Oracle Corporation currently generates $-8.23 in free cash flow per share. At the current price of $184.13, a DCF model would discount these cash flows at an appropriate WACC and apply a terminal growth rate to arrive at an intrinsic value. The result depends heavily on your growth and discount rate assumptions — a 1% change in WACC typically shifts the fair value estimate by 10-15%. In MiniValuator the model uses a single discount rate that you can edit directly, 10% by default, rather than a computed WACC.
ORCL currently has negative free cash flow, so its P/FCF ratio is not meaningful and cannot tell you whether the stock is cheap or expensive. With cash flow negative, a DCF-based undervalued or overvalued judgment is unreliable — look at the path back to positive cash generation instead.
To perform a DCF valuation on Oracle Corporation: (1) Start with the trailing free cash flow per share ($-8.23) as the base, (2) project future FCF growth over 5-10 years based on Software - Infrastructure industry trends and company fundamentals, (3) apply a discount rate (WACC) reflecting ORCL's risk profile — with a debt-to-equity of 3.63x, capital structure is an important factor, and (4) add a terminal value for cash flows beyond the projection period.

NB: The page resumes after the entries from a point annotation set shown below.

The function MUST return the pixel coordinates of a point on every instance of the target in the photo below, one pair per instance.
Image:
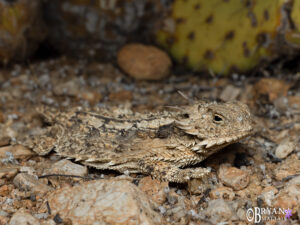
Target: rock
(144, 62)
(268, 194)
(8, 172)
(289, 196)
(223, 193)
(109, 201)
(155, 189)
(5, 190)
(285, 148)
(66, 167)
(23, 218)
(288, 167)
(233, 177)
(4, 140)
(230, 93)
(200, 186)
(21, 28)
(121, 96)
(18, 152)
(4, 219)
(219, 211)
(69, 88)
(30, 183)
(91, 96)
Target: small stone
(4, 219)
(5, 190)
(233, 177)
(268, 194)
(23, 218)
(30, 183)
(120, 96)
(155, 189)
(222, 192)
(290, 166)
(18, 152)
(285, 148)
(144, 62)
(4, 141)
(230, 93)
(108, 201)
(69, 88)
(91, 97)
(8, 172)
(66, 167)
(219, 211)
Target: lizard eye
(218, 119)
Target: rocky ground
(262, 171)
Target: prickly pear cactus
(222, 35)
(21, 29)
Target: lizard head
(216, 124)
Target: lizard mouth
(220, 142)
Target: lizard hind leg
(167, 172)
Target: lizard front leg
(167, 172)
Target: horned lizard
(162, 144)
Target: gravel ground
(261, 171)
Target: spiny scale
(162, 144)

DCF (Discounted Cash Flow) estimates what a company is worth today based on its future cash generation. For Oracle Corporation, this means projecting how much free cash flow the company will produce over the next 5-10 years, shaped by Software - Infrastructure trends, then discounting those amounts to today's dollars. ORCL's ROIC of 8.0% suggests the company may face challenges generating returns above its cost of capital.

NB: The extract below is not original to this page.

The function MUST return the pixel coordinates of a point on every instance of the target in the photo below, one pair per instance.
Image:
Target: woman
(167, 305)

WACC (Weighted Average Cost of Capital) is the discount rate in a DCF model — it reflects the minimum return investors require. For ORCL, with a debt-to-equity ratio of 3.63x, the capital structure directly influences WACC. A 1% increase in WACC typically reduces the intrinsic value by 10-15%. At an EV/EBITDA of 20.4x, the market's implied discount rate can be reverse-engineered for comparison. In MiniValuator you set this discount rate yourself as a single editable number, 10% by default, instead of computing a formal WACC.
DCF and P/E value ORCL with different methods and assumptions, so the two conclusions can differ. Compare the P/E fair value.
Price as of 2026-06-12. Financial data from Financial Modeling Prep (trailing twelve months) · Valuation methodology by Charlie Wang.
This is an estimate, not investment advice.